İran ve ABD İlişkileri: Nükleer Anlaşmanın Kaderi
Son günlerde İran ile ABD arasında başlayan dolaylı görüşmeler, Umman ve Katar aracılığıyla devam ediyor. Tahran hükümeti Mesud Pezeşkiyan'ın yeni liderliği altında nükleer müzakerelerle ilgili olumlu mesajlar vermesine rağmen, Ali Hamaney'in onayı ile bu sürecin zorlu geçeceği öngörülüyor.
Nükleer Müzakerelerin Arka Planı
2018 yılında ABD'nin nükleer anlaşmadan çekilmesi, İran'a yönelik yaptırımları artırmış, bu da Tahran'ın nükleer faaliyetlerini hızlandırmasına yol açmıştır. Kapsamlı Ortak Eylem Planı (KOEP) olarak bilinen anlaşma, 14 Temmuz 2015'te büyük güçler tarafından imzalanmış, ancak Trump döneminde askıya alınmıştır.

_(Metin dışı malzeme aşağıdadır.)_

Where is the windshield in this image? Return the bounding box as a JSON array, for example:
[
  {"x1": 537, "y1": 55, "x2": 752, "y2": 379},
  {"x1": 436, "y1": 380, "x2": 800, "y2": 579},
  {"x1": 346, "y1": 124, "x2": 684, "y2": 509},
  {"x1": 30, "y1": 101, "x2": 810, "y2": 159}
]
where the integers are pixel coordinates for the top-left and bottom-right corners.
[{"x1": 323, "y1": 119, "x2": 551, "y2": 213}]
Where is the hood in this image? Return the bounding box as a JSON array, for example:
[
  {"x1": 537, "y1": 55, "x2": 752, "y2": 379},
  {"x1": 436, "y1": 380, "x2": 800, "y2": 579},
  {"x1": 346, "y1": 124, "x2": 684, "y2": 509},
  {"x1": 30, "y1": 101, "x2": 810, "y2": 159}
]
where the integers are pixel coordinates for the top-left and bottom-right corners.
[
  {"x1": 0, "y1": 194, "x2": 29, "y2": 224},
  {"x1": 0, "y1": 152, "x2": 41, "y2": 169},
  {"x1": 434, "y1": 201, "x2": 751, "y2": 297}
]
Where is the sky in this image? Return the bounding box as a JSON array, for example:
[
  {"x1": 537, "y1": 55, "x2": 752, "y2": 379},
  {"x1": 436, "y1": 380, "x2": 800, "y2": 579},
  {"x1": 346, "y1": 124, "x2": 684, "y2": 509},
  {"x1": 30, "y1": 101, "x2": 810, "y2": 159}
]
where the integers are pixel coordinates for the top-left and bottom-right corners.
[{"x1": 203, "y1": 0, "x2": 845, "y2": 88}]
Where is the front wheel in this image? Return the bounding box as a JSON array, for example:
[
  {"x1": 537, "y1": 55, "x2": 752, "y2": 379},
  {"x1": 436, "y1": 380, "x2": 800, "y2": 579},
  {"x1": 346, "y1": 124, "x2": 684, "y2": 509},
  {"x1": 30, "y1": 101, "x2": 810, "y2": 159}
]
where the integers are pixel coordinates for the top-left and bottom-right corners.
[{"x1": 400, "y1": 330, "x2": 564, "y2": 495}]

İran’ın Nükleer Faaliyetleri ve Artan Gerilimler
İran Atom Enerjisi Kurumu, uranyum zenginleştirme seviyelerini artırarak anlaşmanın yükümlülüklerini aşma yoluna gitmiştir. Bu süreçte Tahran, 2021 yılında yüzde 60 zenginleştirilmiş uranyum üretmeye başlamış, bu durum uluslararası endişelere yol açmıştır. Son raporlara göre, İran'nın zenginleştirilmiş uranyum stokları son üç yılda 59 kat artmıştır.
Gelecek için Beklentiler
Pezeşkiyan yönetimi, nükleer müzakerelerin önemini vurgularken, Abbas Erakçi de mevcut uluslararası koşullar nedeniyle yeniden müzakere süreçlerinin zorlu olduğunu belirtmiştir. Hamaney, ekonomideki sorunların çözümünün Batı ile müzakerelere bağımlı olmaması gerektiğini savunarak, diplomatik çabaların önemine dikkat çekmiştir.
Sonuç ve Değerlendirme
İran, yaptırımların kaldırılması talebini sürdürürken, gelecekteki diplomatik girişimlerin nükleer anlaşmanın geleceği açısından belirleyici olacağı değerlendiriliyor. Bu dönemde taraflar arasındaki güvensizlik, sürecin karmaşıklığını artırmaya devam ediyor.